A Marousi, città benestante dell’hinterland ateniese, negli anni Ottanta qualcuno inventò un telefono a cui si poteva ordinare il pranzo a casa. Oppure la cena, i dolci per un tè o per un ricevimento. Un piatto greco, uno messicano, uno giapponese, italiano, cinese, e tanto altro: un mondo di cose buone in una piccola città. Per non poche ma neanche troppe dracme. Ebbe successo, ma non dilagò, perché il mondo aspettava internet, che ha cambiato la scena in modo strutturale, non casuale. Chi invece, oggi, usufruisce dei servizi che gli permettono infinita sedentarietà, spesso gioca a fare il tradizionalista ostentando difese del passato come da protocollo prestampato. Ora il cattivo è Jeff Bezos, l’uomo che in un attimo ti manda tutto quello che vuoi, ma proprio tutto, anche quello che non sai che esiste, e, con qualche soldo in più, pure un biglietto per lo Spazio.

Durante il lockdown quando erano eroi i ragazzi che portavano spesa e panini, anche Amazon aveva una giustificazione morale, preziosa per gli ipocriti senza scampo. Ma ora il suo impero diventa il bersaglio di chi si inventa la difesa di quei negozianti che fino a poco fa accusava di essere cari, di avere tutto eccetto quello che cercavamo, di non essere cinesi, ma vendere cinese come gli emporietti gialli, di lamentarsi per le spese e per le tasse, ma comprare ville al mare risparmiando sugli scontrini, di spacciare oggetti fuori produzione per ultimi modelli, di sentirsi il centro del mondo commerciale nelle piccole città. Sul web, invece, tanti contro il colosso, ma pochi fanno caso a chi propone on-line affaroni e tariffe segrete “solo per te”, come se fossimo vecchi amici. O sconti “fino al 70 per cento” quando la media reale è del 20. Oppure truccano i prezzi e vendono alla metà del doppio.

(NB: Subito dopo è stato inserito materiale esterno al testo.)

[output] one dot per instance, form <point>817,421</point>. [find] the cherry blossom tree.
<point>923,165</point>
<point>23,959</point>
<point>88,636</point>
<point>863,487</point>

Ma Amazon è il male assoluto, il suo odiatissimo creatore è un uomo talmente fuori dell’orbita terrestre da chiedersi come abbia fatto in così poco tempo a creare tutto ciò. Forse perché è americano, come Bill Gates, Elon Musk, Steve Jobs? Eh, sì, è l’America, caro signore! Il sistema stuzzica i nostri sogni proponendoci a prezzi quasi umani seminterrati di hotel a 5 stelle come fossero camere da favola, garantiscono dieci uzbeki e cento coreani che ci hanno dormito, altro che ascoltare quel nostro amico furibondo perché in Germania non ha trovato il bidet. Altri ci vendono un oggetto per posta e ne chiedono descrizione e prova a noi clienti. Addirittura, ci pregano di aiutare chi non sa usare quello che ha acquistato, costituendo una comunità virtuale di clienti autogestiti, operazione che, in modo strisciante, esonera fabbricanti e distributori da molte responsabilità e tanto lavoro. Per contro, cambiano la merce, che ritirano con facilità e senza troppe giustificazioni da parte dell’acquirente, in un mondo on-line che mortifica il dialogo, ma nemmeno richiede toni piagnucolosi e scuse patetiche.

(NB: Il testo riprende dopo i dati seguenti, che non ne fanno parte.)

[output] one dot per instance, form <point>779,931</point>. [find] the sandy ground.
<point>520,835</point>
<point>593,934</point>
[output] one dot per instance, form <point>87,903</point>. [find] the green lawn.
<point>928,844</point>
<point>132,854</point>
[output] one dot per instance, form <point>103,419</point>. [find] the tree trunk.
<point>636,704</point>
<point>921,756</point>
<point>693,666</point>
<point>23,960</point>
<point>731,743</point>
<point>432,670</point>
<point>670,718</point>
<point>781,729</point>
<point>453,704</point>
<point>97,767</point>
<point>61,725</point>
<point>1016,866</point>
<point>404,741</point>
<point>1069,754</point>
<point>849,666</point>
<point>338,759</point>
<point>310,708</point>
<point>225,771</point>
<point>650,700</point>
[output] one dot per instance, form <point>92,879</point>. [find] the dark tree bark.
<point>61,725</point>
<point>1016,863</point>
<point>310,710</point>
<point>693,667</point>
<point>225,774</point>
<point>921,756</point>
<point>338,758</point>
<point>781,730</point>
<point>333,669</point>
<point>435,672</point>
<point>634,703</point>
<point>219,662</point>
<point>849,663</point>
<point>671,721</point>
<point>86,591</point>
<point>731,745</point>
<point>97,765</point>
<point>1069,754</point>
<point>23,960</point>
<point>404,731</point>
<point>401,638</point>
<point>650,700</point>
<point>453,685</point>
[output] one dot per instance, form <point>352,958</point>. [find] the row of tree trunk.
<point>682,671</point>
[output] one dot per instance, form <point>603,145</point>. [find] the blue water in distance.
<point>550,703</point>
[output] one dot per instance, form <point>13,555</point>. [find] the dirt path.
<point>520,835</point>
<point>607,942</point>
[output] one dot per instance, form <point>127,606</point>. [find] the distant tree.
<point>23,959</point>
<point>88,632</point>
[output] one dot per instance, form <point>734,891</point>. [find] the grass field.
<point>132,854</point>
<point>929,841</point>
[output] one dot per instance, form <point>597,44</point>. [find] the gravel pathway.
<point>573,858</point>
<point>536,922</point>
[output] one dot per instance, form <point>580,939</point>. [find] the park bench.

Stati Uniti e Cina dirigono le danze e cambiano il mondo nel bene e nel male. Per cui ci dividiamo i compiti: loro sfondano le barriere, noi europei fabbrichiamo tonnellate di distinguo che non spostano la terra, ma saturano l’aria. Però sentiamo il dovere di farlo, perché viviamo nell’era del politicamente, moralmente, tradizionalmente, umanamente, coscientemente, incoscientemente corretto. E soprattutto dell’unilateralmente e dell’invidiosamente corretto: come se il mondo fosse nato e finisse con noi, ci battiamo sempre contro, senza mai proporre un’alternativa al meccanismo per cui tutto dovrebbe cambiare, rimanendo gattopardescamente come è.